Era inverno, um daqueles dias que o vento dói até nos ossos. Vi a cena no pátio: três idiotas fazendo ele de bobo, jogando a touca dele um pro outro como se fosse brinquedo. Ele corria de um lado pro outro, já quase chorando, o rosto vermelho não só pelo frio.
Acho que foi o jeito como ele segurava o choro que me bateu mais fundo. Ou talvez o fato de ele ser lindo, mesmo tremendo, mesmo humilhado. Caminhei até eles sem pressa. Peguei a touca do ar quando um dos idiotas jogou, como quem apanha uma borboleta.
— Toma — disse, entregando pra ele.
Os três já iam protestar, mas bastou um olhar meu. Um deles até engoliu seco. Era assim naquela escola. Eu era o cara com quem não se arrumava briga.
Ele pegou a touca com mãos trêmulas e me olhou como se eu tivesse salvado o mundo.

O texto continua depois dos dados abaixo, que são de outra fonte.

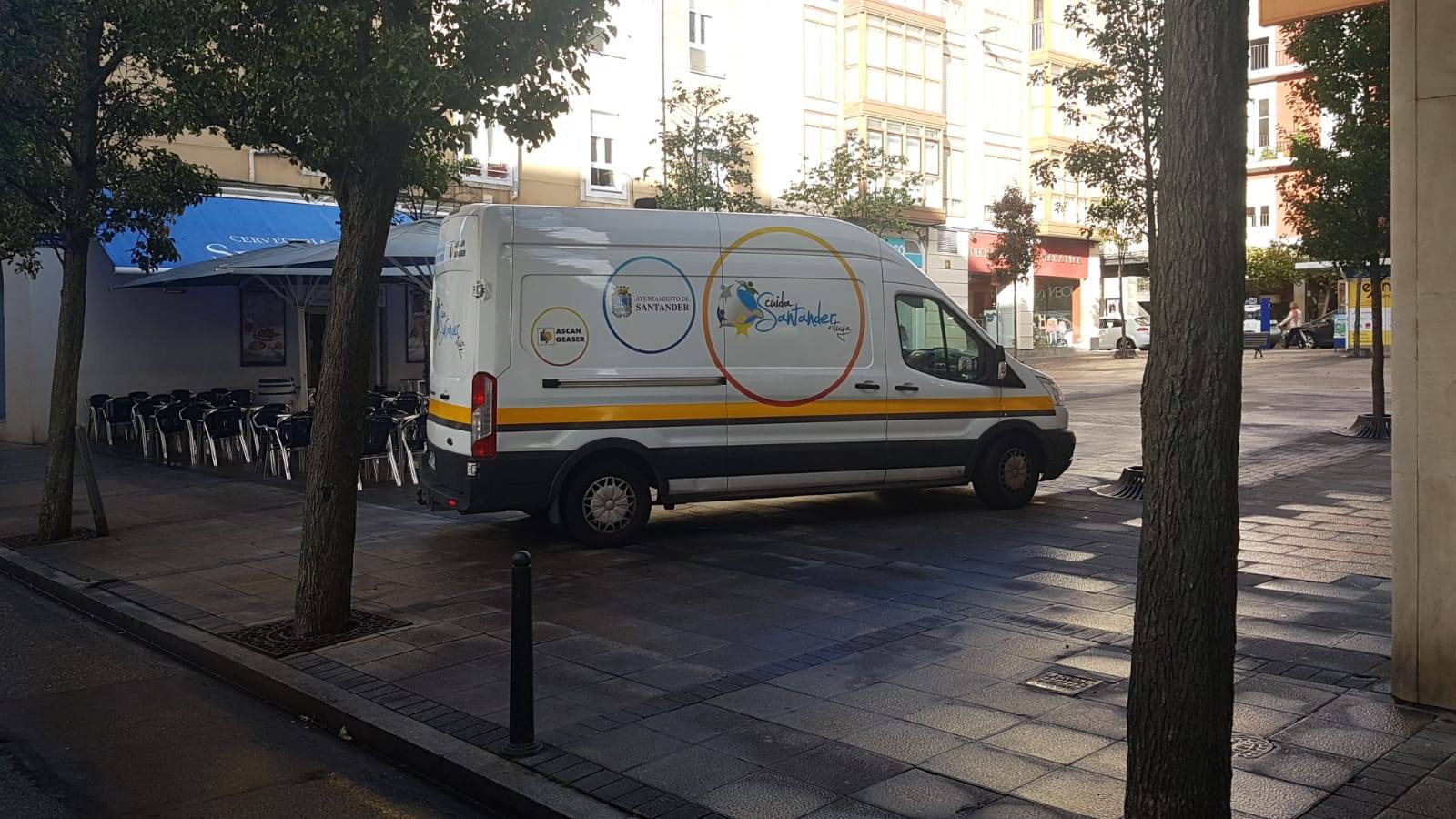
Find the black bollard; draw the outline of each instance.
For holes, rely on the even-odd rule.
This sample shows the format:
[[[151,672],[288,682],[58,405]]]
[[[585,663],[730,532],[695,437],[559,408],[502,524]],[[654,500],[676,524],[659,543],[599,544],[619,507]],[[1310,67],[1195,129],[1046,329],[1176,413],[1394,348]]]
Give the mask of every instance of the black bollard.
[[[507,756],[540,753],[536,739],[536,675],[531,662],[531,552],[511,555],[511,734]]]

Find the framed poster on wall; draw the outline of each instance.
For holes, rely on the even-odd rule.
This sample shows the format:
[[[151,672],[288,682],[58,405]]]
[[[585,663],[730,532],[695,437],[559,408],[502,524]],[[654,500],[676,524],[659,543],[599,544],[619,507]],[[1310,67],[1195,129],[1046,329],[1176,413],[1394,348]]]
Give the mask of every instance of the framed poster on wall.
[[[430,294],[409,286],[405,287],[405,363],[424,364],[430,347]]]
[[[281,367],[288,363],[288,335],[284,318],[287,305],[272,290],[243,287],[242,305],[242,364],[245,367]]]

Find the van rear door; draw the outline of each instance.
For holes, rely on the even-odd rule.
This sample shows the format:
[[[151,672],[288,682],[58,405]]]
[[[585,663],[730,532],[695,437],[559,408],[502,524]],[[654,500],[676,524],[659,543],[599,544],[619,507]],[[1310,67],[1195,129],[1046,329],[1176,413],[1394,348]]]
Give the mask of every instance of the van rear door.
[[[483,344],[492,332],[482,326],[488,259],[480,252],[478,216],[450,217],[440,227],[430,319],[430,443],[456,455],[470,453],[470,382],[480,372]],[[488,303],[488,302],[486,302]]]

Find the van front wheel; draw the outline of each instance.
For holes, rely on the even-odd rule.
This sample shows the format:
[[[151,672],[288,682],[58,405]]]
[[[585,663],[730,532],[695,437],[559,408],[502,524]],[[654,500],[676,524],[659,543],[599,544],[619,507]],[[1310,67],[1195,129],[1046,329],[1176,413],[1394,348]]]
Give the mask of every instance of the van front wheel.
[[[976,497],[992,509],[1019,509],[1031,503],[1041,481],[1041,453],[1022,436],[990,443],[971,472]]]
[[[571,536],[588,546],[623,546],[646,526],[652,497],[641,469],[601,461],[578,469],[561,495]]]

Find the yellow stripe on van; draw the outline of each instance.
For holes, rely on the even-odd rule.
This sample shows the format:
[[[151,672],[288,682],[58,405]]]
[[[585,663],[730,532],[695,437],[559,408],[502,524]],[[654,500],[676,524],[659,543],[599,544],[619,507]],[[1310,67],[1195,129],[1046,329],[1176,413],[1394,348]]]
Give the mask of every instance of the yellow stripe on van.
[[[434,398],[430,399],[430,414],[434,415],[435,418],[454,421],[457,424],[470,423],[469,407],[457,407],[454,404],[446,404],[444,401],[435,401]]]
[[[462,420],[470,420],[470,411],[459,407]],[[897,398],[891,401],[815,401],[796,407],[772,407],[767,404],[609,404],[597,407],[502,407],[498,410],[502,427],[514,426],[558,426],[558,424],[610,424],[655,421],[713,421],[722,418],[812,418],[844,415],[920,415],[936,412],[1034,412],[1050,411],[1051,398],[1045,395],[997,399],[986,398]],[[430,402],[435,414],[435,402]],[[443,415],[450,418],[450,415]]]

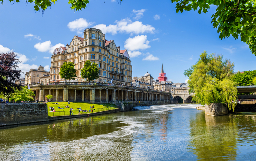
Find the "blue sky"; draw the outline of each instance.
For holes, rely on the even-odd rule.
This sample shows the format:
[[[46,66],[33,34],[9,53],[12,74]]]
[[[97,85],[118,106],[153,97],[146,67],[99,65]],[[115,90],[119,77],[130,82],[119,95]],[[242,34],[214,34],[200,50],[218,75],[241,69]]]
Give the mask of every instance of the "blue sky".
[[[255,69],[256,57],[247,45],[233,37],[222,40],[210,23],[216,7],[206,14],[197,11],[175,13],[171,1],[92,0],[87,8],[74,12],[68,1],[57,2],[35,13],[25,1],[0,5],[0,52],[18,55],[24,72],[39,65],[49,70],[53,49],[69,44],[74,35],[83,37],[87,28],[102,30],[132,57],[133,77],[148,72],[157,79],[163,62],[168,80],[184,83],[184,70],[204,51],[223,54],[235,63],[235,71]]]

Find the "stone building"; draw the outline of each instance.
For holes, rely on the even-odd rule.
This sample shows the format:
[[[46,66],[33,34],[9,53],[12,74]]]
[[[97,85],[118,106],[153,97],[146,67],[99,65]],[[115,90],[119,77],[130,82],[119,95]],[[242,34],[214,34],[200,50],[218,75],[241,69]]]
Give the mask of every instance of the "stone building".
[[[133,85],[148,89],[154,89],[153,79],[154,78],[151,75],[147,72],[144,76],[134,77],[133,78]]]
[[[114,40],[107,41],[100,30],[94,28],[85,30],[84,37],[75,36],[66,47],[55,49],[52,56],[50,80],[64,80],[59,75],[60,66],[64,62],[75,64],[76,77],[74,82],[85,82],[81,70],[86,61],[90,60],[98,64],[99,78],[95,82],[107,83],[113,79],[117,84],[132,83],[132,66],[126,50],[120,50]]]
[[[29,71],[26,72],[25,74],[25,84],[39,82],[40,81],[40,78],[43,76],[44,75],[47,75],[49,72],[44,70],[43,66],[41,65],[37,70],[31,69]]]
[[[21,78],[15,81],[15,83],[18,84],[24,85],[25,84],[25,78]]]

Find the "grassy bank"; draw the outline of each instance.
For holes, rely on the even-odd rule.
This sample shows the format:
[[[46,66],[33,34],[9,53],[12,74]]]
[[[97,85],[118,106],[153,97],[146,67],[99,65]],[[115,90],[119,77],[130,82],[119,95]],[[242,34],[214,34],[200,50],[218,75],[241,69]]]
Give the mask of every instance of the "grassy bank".
[[[56,103],[58,103],[59,105],[55,105],[54,104]],[[55,112],[48,112],[48,116],[53,116],[54,115],[61,116],[68,115],[70,108],[65,108],[65,106],[67,105],[69,106],[70,108],[72,107],[73,108],[73,109],[74,110],[74,114],[78,114],[78,110],[76,108],[80,107],[81,107],[83,110],[86,110],[89,111],[89,112],[81,112],[80,113],[81,114],[91,113],[92,112],[91,110],[93,110],[94,112],[95,112],[118,108],[116,105],[110,104],[92,104],[77,102],[70,102],[69,104],[68,104],[67,102],[51,102],[46,103],[47,104],[47,111],[48,112],[50,111],[50,109],[49,108],[49,107],[54,107],[54,109],[55,109],[56,111]],[[94,108],[90,108],[90,106],[92,107],[93,106],[94,106]],[[58,107],[60,107],[64,109],[58,108]],[[91,110],[90,111],[90,110]]]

E talvez, só talvez, naquele momento eu tivesse mesmo salvado o dele.
Ele segurava a touca contra o peito como se fosse um amuleto. Os olhos ainda evitavam os meus, mas estavam menos úmidos agora. Menos assustados.
— Obrigado — ele disse, quase num sussurro.
— Tá tudo bem agora — respondi, enfiando as mãos no bolso do moletom. — Você devia parar de correr atrás de quem quer te humilhar.
Ele abaixou os olhos, mexendo nos dedos.
— Eu só… queria minha touca de volta. É da minha mãe.
Fiquei em silêncio por uns segundos, sentindo o peso daquela frase. Ele devia ter apanhado muito mais do que eu imaginava, e ainda assim… continuava gentil.
— Seu nome é Lucas, né? Mas todo mundo te chama de Tieme.
Ele assentiu, tímido.
— Meu pai escolheu esse nome. Significa “abençoado” em japonês.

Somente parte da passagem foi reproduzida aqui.